Se había dicho a sí misma que no quería ninguna relación porque estaba demasiado ocupada atendiendo a los niños. Además, no había conocido a nadie que la hubiera hecho sentir algo especial y el sexo sonaba como una pérdida de tiempo. Incómodo, bochornoso y, en fin, que no, muchas gracias.
Pero lo que sentía en ese momento refutaba todas sus excusas. Porque eran eso, excusas. Mentiras para olvidar el vacío de su vida. Un vacío que Connie había llenado una vez como amiga.
Pero Connie había muerto…
«Nazir tiene razón. Has vivido una vida muy triste».
Ivy se dio la vuelta abruptamente, los latidos de su corazón casi ensordecedores. Había lágrimas en sus ojos y no sabía bien por qué, pero no quería llorar delante de él. Ese beso la había abierto en canal y no quería que él viese lo que había en su interior, su desesperada soledad y el intenso anhelo que tanto intentaba esconder.
Pasó a su lado, a ciegas, pero él la tomó del brazo y la obligó a darse la vuelta.
–No te alejes de mí –dijo con voz ronca–. Aún no he terminado y tú tampoco.
Ivy tembló, al borde de una crisis emocional.
–Por favor –susurró–. Por favor, suéltame.
–No –dijo él.
Y, antes de que pudiese protestar, la tomó por la cintura y la apretó contra su torso.
El calor de su cuerpo parecía rodearla, calentando esos sitios helados y oscuros que había dentro de ella. Haciendo que quisiera más, haciéndola sentir desesperada.
Ivy no quería rendirse y menos llorar entre sus brazos, pero unas estúpidas lágrimas asomaron a sus ojos.

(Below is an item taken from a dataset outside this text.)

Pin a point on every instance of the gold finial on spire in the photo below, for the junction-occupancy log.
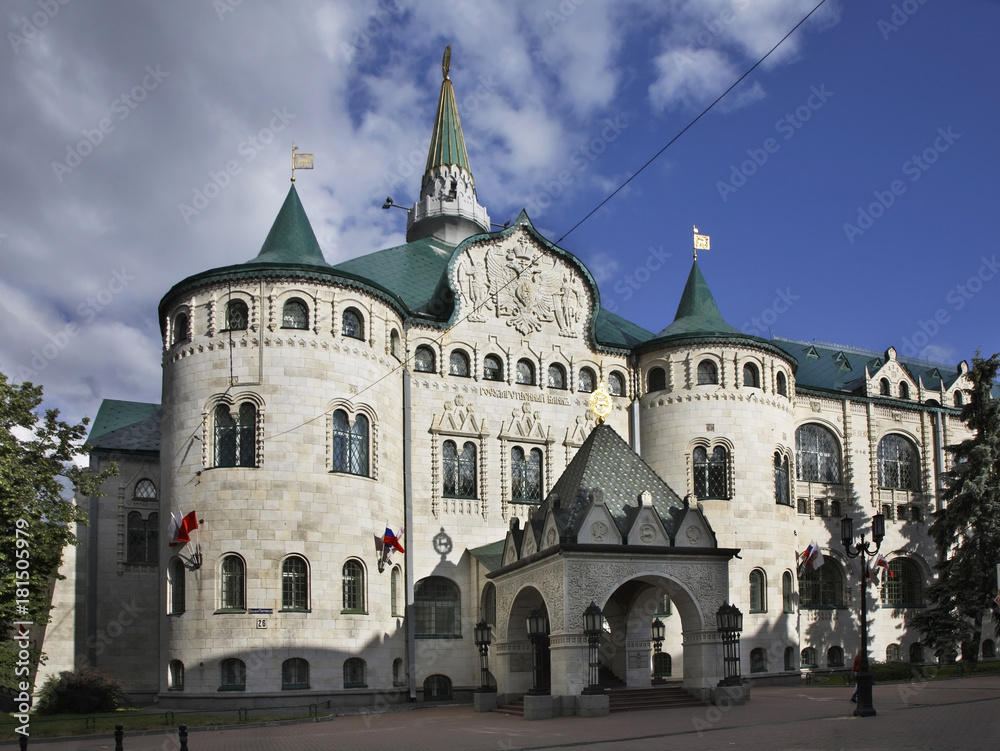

Y solo podía hacer una cosa para distraerlo.
Tomando aire, levantó la cabeza para mirar los tormentosos ojos de color turquesa y, poniéndose de puntillas, se apoderó de sus labios.
Él se quedó tan inmóvil que casi esperó que la apartase. Parecía pensar que lo que había hecho era una transgresión y, aunque necesitaba distanciarse, en el fondo le dolía ese rechazo.
Pero entonces, dejando escapar un gruñido, Nazir le devolvió el beso con fuerza, exigente, introduciendo la lengua en su boca sin miramientos.
Ah, sí, aquello era lo que quería. Era lo que había anhelado durante tantos años. Un anhelo profundo, secreto, que nunca había podido poner en palabras. Pero ahora podía hacerlo, ahora sabía cómo.
Ivy no quería revelar la profundidad de su desesperación y, sin embargo, tampoco podía dejar de apretarse contra él, dejando que la besase e intentando devolverle el beso al mismo tiempo. No sabía cómo hacerlo porque no tenía experiencia, pero no dejó que eso la detuviese.
Él murmuró algo en árabe que Ivy no entendió y, por un momento, pensó que iba a apartarse, pero entonces la tomó en brazos para llevarla al fresco salón.
La dejó sobre uno de los sofás y luego, sin decir una palabra, se colocó sobre ella, atrapándola bajo su poderoso cuerpo. Con las manos a cada lado de su cara, clavó los ojos azules en los suyos con expresión irónica.
–¿Y bien? –le preguntó Nazir, cono tono arrogante–. ¿Me deseas o no, pequeña furia?